Over a third of respondents have been among a group of investors who have completed club deals, which primarily were formed before the investment. All respondents who report issues with corporate governance were the most difficult to address. These consortium acquisitions have seen recent popularity in the global energy sector as natural gas prices have remained flat. An 86% majority of respondents say the groups form prior to the investment.
The operational risks of a company in distress have the biggest impact in deciding whether or not to acquire, according to the 63% majority. Respondents note the growing impact operational risks can have on future capital expenditure demand and the potential of catastrophic events on operating performance, market capitalization, and corporate reputation. These types of risks and deficiencies must be priced into the sale, respondents add.

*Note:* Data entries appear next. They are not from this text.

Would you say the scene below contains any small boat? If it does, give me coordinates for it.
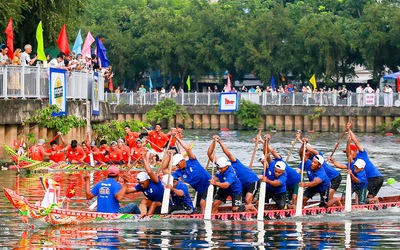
[3,187,400,225]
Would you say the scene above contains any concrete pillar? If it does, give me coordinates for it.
[365,116,375,133]
[321,116,329,132]
[210,115,220,129]
[329,116,339,132]
[275,115,285,131]
[201,115,211,129]
[293,115,304,130]
[218,114,230,129]
[193,114,202,129]
[265,115,276,130]
[285,115,294,131]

The world’s various economic issues have thrown many curveballs into investors’ decision-making, but the US economy stands out as the most important for the 39% plurality; 34% say the eurozone will have the most significant impact. While the slowdown of China’s rapid growth and Latin American countries like Brazil and Argentina on hyperinflation watch have hurt companies, the market for distressed companies does not match the volume of the US and Europe.

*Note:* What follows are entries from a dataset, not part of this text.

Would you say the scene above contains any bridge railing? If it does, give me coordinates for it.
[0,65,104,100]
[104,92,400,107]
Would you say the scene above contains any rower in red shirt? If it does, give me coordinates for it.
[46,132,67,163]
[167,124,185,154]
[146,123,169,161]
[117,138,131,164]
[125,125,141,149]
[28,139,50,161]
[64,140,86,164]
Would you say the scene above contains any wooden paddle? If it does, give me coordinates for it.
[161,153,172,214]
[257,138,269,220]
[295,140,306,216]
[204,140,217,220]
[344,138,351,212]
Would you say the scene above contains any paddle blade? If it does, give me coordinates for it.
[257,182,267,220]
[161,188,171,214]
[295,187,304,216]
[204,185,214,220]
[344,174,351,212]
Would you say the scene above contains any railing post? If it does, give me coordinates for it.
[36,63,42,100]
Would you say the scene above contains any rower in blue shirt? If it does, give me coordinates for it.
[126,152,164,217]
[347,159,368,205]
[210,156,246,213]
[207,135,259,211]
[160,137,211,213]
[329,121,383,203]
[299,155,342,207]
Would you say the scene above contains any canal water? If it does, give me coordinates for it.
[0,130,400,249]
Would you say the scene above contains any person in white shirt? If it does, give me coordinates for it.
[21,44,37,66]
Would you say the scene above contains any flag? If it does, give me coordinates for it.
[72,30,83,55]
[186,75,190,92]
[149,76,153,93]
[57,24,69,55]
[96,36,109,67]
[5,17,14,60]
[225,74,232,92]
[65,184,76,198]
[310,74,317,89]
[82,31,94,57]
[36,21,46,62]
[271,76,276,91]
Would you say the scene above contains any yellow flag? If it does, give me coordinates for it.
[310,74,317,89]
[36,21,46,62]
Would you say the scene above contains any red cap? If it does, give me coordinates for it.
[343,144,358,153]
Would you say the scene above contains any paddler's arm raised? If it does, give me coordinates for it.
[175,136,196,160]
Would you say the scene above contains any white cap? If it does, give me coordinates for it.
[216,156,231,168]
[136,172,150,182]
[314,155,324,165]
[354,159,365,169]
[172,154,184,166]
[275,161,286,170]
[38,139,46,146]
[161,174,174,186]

Companies where litigation can play a significant role in the long-term performance are targeted by 37% of respondents. These types of companies are often evaluated by the investor’s legal team on a case-by-case basis. In regards to Latin America, one respondent advises: “When investing outside the US, understanding the bankruptcy code is extremely important. In some countries, it favors the shareholders over the creditors, and this causes serious problems in recovery.”

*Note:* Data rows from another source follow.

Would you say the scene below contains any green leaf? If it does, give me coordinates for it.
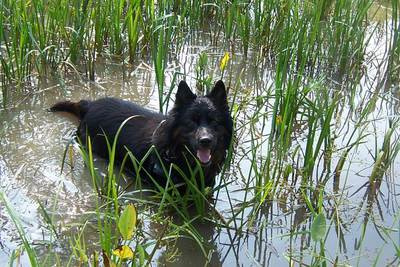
[118,204,137,240]
[136,244,146,266]
[311,213,326,241]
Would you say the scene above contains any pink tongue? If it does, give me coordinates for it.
[197,148,211,163]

Respondents are virtually split on the primary source for distressed M&A in 2013 with just over half (52%) expecting more deals to come from inside bankruptcy, rather than outside. According to Debtwire data, 2012 is on pace to see 80 distressed exchanges; roughly 63% are expected to take place in court. This represents the growth of outof- court restructuring, which is noted to be a significantly shorter process, though typically dependent on the company’s capital structure or financial performance.
Chapter 11 reorganizations are expected to be the top distressed M&A transaction type with 58% of the response, followed by Section 363 asset sales. The reliance of debtors on Section 363 sales as a substitute for the more traditional Chapter 11 reorganization process has remained strong, according to respondents. Once thought to be “a thing of the past,” Chapter 11 is still providing opportunities for distressed investors. As one respondent explains: “Kodak’s sale of its patent portfolio has been going on for much of 2012, and is essential in order to obtain financing to bring it out of bankruptcy.”